The stronger correlations observed between quantitative CT parameters and pulmonary function tests provide insights into structure-function relationships in COPD compared with emphysema patients. The correlation coefficients in Table 4 are generally stronger with more significant p-values. This suggests that in emphysema-dominated COPD patients, CT parameters are more closely linked to lung function. Our findings reveal that both the emphysema index and mean lung density are strongly correlated with pulmonary function parameters such as FEV1 and FVC in the emphysema-dominated COPD group. This underscores the significant influence of structural changes on lung function, aligning with previous studies that emphasize the role of emphysema in reducing airflow and lung capacity.³²^,³³ While, in the emphysema group, EI showed weak correlations with FEV1, FVC, and other respiratory measures, with no statistically significant associations. MLD exhibited moderate, significant negative correlations with FEV1 and FVC, indicating that as emphysema worsens (ie, lower density), lung function declines. This reinforces the role of MLD as a potential marker for disease severity.

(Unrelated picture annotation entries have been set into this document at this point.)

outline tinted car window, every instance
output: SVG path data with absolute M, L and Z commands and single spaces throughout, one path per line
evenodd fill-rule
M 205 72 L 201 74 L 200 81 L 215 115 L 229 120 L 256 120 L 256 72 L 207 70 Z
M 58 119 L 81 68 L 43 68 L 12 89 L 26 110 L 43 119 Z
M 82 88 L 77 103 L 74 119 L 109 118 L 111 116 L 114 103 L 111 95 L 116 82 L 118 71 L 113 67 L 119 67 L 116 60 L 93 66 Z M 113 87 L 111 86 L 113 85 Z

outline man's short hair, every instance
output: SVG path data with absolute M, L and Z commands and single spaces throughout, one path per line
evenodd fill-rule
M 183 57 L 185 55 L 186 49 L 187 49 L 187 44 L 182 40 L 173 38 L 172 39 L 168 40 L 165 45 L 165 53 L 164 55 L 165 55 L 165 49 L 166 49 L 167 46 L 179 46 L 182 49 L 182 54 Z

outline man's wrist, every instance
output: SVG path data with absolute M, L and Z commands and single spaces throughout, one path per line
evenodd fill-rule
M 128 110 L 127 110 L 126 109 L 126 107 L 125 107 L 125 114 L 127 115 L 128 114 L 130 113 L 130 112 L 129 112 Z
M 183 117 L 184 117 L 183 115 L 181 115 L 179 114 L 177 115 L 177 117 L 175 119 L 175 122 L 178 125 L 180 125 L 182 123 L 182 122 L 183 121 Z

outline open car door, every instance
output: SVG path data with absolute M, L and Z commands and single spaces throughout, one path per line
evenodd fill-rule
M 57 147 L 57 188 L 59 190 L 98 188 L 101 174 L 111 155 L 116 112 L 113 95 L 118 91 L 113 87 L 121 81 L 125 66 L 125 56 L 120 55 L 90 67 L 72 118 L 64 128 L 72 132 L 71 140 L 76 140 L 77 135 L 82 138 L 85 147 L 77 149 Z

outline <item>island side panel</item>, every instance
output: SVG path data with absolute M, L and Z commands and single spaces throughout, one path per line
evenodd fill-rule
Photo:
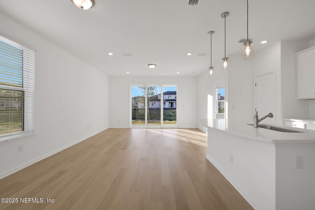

Compared to Table 3, vascular parameters (eg, Surface area, TBV, BV5) in Table 4 show weaker correlations with FEV1 but maintain positive correlations with FVC. This might reflect specific vascular remodeling patterns in emphysema patients. In Table 4, airway wall parameters (eg, Pi10, WA%, WT) show relatively weak correlations with lung function. This aligns with the characteristics of emphysema-dominant COPD, where parenchymal destruction may be more significant than airway changes.

Clinical Implications

Our machine learning model’s ability to differentiate emphysema from emphysema-dominant COPD with high accuracy highlights its potential in early identification of COPD patients. While our findings are specific to emphysema-predominant COPD, the model could be applied in broader contexts, such as lung cancer screening programs, to identify undiagnosed COPD patients. Early detection in such settings could enable timely intervention and management, improving patient outcomes.^34–36 The comprehensive quantitative CT analysis used in this study provides a multi-dimensional assessment of lung pathology, offering a more nuanced evaluation of disease severity and progression than pulmonary function tests alone.³⁷^,³⁸ This approach could also be valuable in clinical trials by facilitating patient stratification and serving as an outcome measure for novel therapies targeting specific aspects of COPD pathology. By focusing on the model’s ability to aid in diagnosis and phenotyping, our work lays the groundwork for integrating advanced imaging-based machine learning tools into clinical workflows, particularly for early detection and personalized management of respiratory diseases.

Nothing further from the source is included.